Buying a home is a monumental investment and often one of the most important purchases a person can make in their lifetime. It stands to reason then, that a buyer should investigate the exact condition of the property being purchased. Therefore the buyer's second most important purchase is to have the property thoroughly inspected by a qualified property inspector.
And the standards are set forth your national or local association such as the California Real Estate Inspection Association (CREIA) as well as legislative Business and Practices Codes.
As an association's certified inspector I must do a survey and basic operation of the systems and components of a building. The purpose of the inspection is to provide the client with information regarding the general condition of the structure(s). Cosmetic and aesthetic conditions are not considered.
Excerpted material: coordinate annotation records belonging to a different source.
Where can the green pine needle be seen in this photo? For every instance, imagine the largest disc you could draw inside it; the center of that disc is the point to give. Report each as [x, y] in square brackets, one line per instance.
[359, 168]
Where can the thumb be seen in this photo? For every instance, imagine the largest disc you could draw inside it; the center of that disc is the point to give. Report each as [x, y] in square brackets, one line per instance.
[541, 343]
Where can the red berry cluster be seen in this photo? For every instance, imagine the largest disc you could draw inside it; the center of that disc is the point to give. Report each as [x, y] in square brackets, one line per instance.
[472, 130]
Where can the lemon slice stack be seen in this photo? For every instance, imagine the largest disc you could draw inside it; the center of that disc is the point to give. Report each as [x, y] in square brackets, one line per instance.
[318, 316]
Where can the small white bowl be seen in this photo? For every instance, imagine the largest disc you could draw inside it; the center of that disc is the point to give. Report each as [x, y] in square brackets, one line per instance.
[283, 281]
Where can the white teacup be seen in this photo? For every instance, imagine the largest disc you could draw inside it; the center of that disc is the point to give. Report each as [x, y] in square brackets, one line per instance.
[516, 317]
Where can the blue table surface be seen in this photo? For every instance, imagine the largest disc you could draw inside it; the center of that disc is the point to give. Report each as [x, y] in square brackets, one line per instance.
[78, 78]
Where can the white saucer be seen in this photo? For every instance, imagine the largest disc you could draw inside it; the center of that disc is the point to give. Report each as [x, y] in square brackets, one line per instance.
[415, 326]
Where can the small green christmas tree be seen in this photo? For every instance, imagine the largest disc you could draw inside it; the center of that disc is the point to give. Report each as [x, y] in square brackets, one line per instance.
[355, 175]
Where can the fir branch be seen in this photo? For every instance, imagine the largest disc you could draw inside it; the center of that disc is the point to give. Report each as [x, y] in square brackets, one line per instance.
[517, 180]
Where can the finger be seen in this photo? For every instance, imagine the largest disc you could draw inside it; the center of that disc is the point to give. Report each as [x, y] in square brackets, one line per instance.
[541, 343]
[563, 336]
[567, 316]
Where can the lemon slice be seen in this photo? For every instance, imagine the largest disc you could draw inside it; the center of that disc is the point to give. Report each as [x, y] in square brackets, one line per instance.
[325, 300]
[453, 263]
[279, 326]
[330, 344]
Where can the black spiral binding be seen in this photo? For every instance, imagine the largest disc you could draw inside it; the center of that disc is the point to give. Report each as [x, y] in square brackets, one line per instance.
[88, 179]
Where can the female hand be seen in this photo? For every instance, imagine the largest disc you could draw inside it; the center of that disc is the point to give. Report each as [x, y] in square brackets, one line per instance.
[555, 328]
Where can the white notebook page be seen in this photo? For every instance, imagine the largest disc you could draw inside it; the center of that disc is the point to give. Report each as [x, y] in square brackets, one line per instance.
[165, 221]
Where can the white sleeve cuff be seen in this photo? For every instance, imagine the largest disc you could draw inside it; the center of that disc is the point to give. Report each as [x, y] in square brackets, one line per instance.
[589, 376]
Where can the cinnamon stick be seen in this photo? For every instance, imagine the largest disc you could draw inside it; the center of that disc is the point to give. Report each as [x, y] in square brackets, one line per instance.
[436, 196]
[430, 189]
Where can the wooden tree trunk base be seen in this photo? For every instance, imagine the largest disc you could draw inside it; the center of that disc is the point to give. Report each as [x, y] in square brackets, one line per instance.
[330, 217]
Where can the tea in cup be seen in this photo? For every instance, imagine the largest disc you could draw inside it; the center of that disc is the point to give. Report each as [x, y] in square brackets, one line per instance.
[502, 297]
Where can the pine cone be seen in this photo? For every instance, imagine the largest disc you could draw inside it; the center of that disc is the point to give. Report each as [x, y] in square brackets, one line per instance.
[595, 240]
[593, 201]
Inspectors also have to provide written documentation of major defects discovered in the inspected building's systems and components. If, in my opinion, there are safety hazards, systems are not functioning properly or appear to be at the ends of their service lives, then I am responsible to report it and make recommendations for correction or further evaluation.
Of course, the issue for homebuyers is to find a "qualified" property inspector. There are several ways to go about this.
First of all, know that any professional inspector will be a member of one of the major inspection associations and will have professional liability insurance. Only hire a inspector with at least those qualifications.
Then, get recommendations. You can ask friends or other real estate professionals who have had first-hand experience with a thorough inspector or you can ask your broker to recommend inspectors they know to be thorough and competent. If you are a home buyer and you feel that there is a potential conflict of interest ask a different agent who hasn't any vested interest in your transaction for their recommendation of qualified inspectors.
Property inspections are not technically exhaustive; so discuss the limitations, exceptions and exclusions prior to hiring an inspector.
Ultimately, the responsibility to be informed falls on the shoulders of the buyer. And, to be truly informed the inspector may recommend hiring additional specialists to further investigate one or more of the building's major systems such as the chimney, roof or heater, or to check for the presence of mold.
Here is an example for the need of an additional specialist. A family of six moved into a home and a couple of days later the sewage was backing up into the house. A video inspection revealed a blockage in the line that let just enough sewage through so that the elderly couple that had sold the house never knew of the issue. That repairs cost $2,000. Since the sewer line is hidden completely underground it is always smart to have this system inspected by a specialist with a video camera.
With the situations I've seen as a home inspector I definitely feel that the money spent on home inspections and other specialty inspections are worth the investment.
Buildings are complicated structures with many systems and components that can be very costly to repair. You can reduce the risk of unwanted and expensive surprises by doing investigations with professionals.